Fayemi, while noting that, “Leadership audacity was at the heart of the launching of the pan-African project,” described as demeaning, a situation where African leaders saw powers from the grounds of development aid and support alone.
Audacity, according to him, “served us well in the struggle for independence and decolonisation,” saying President Kwame Nkrumah used to tell African leaders, “we should neither face the east nor west, we should always face forward.
“To rise to the challenge of the times, Africa must organise itself to develop and deploy the necessary strategic plans, policy packages and leadership resources that are fit for the era of rapid and complex change.
“It is this task of policy and leadership advancement that must be addressed as an urgent necessity if Africa is to play its rightful role in the ongoing dynamic of change in global order.”
Also speaking at the Annual Conference of the Society for International Relations Awareness (SIRA) with the theme: “Africa in the turbulence of a world in search of direction,” its chairman, Comrade Owei Lakemfa, advised President Bola Tinubu and his other colleagues in Africa to engaged career diplomats to proffer solutions to current conflicts being faced on the continent.
He asked African leaders to define their interest, move the continent forward and engage professional diplomats.
“Beyond these conflicts, we are confronted with a world in which the richest 10 per-cent own 52 per-cent of all income while the poorest 52 per-cent get just 8.5 per-cent.
“We have all ignored the reasons why the International Labour Organisation, ILO was established in 1919. The preamble proclaims that the ILO was set up because ‘universal and lasting peace can be established only if it is based upon social justice.
“It added that conditions ‘exist involving such injustice, hardship and privation to large numbers of people as to produce unrest so great that the peace and harmony of the world are imperilled.”
“We think that Africa should start looking at the situation and try work a direction.
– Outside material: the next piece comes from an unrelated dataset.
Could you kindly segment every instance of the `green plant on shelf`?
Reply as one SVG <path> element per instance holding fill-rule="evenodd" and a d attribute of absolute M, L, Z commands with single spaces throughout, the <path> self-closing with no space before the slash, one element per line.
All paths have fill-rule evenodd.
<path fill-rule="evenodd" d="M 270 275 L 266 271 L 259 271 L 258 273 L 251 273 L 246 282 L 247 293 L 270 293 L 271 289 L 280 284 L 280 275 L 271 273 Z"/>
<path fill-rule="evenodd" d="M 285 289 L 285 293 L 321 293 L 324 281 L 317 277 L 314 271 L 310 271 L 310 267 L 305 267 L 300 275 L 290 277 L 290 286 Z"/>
We have no direction and various countries and continents are working together to fashion out a direction but Africa is not.”
Lakemfa noted that professional diplomats could assist African leaders in their quest to address conflicts facing the continent.
On his part, the Director-General/CEO Michael Imoudu National Institute for Labour Studies, Issa Aremu observed that there was once a Nigeria that used to lead the campaign for decolonisation of the Africans.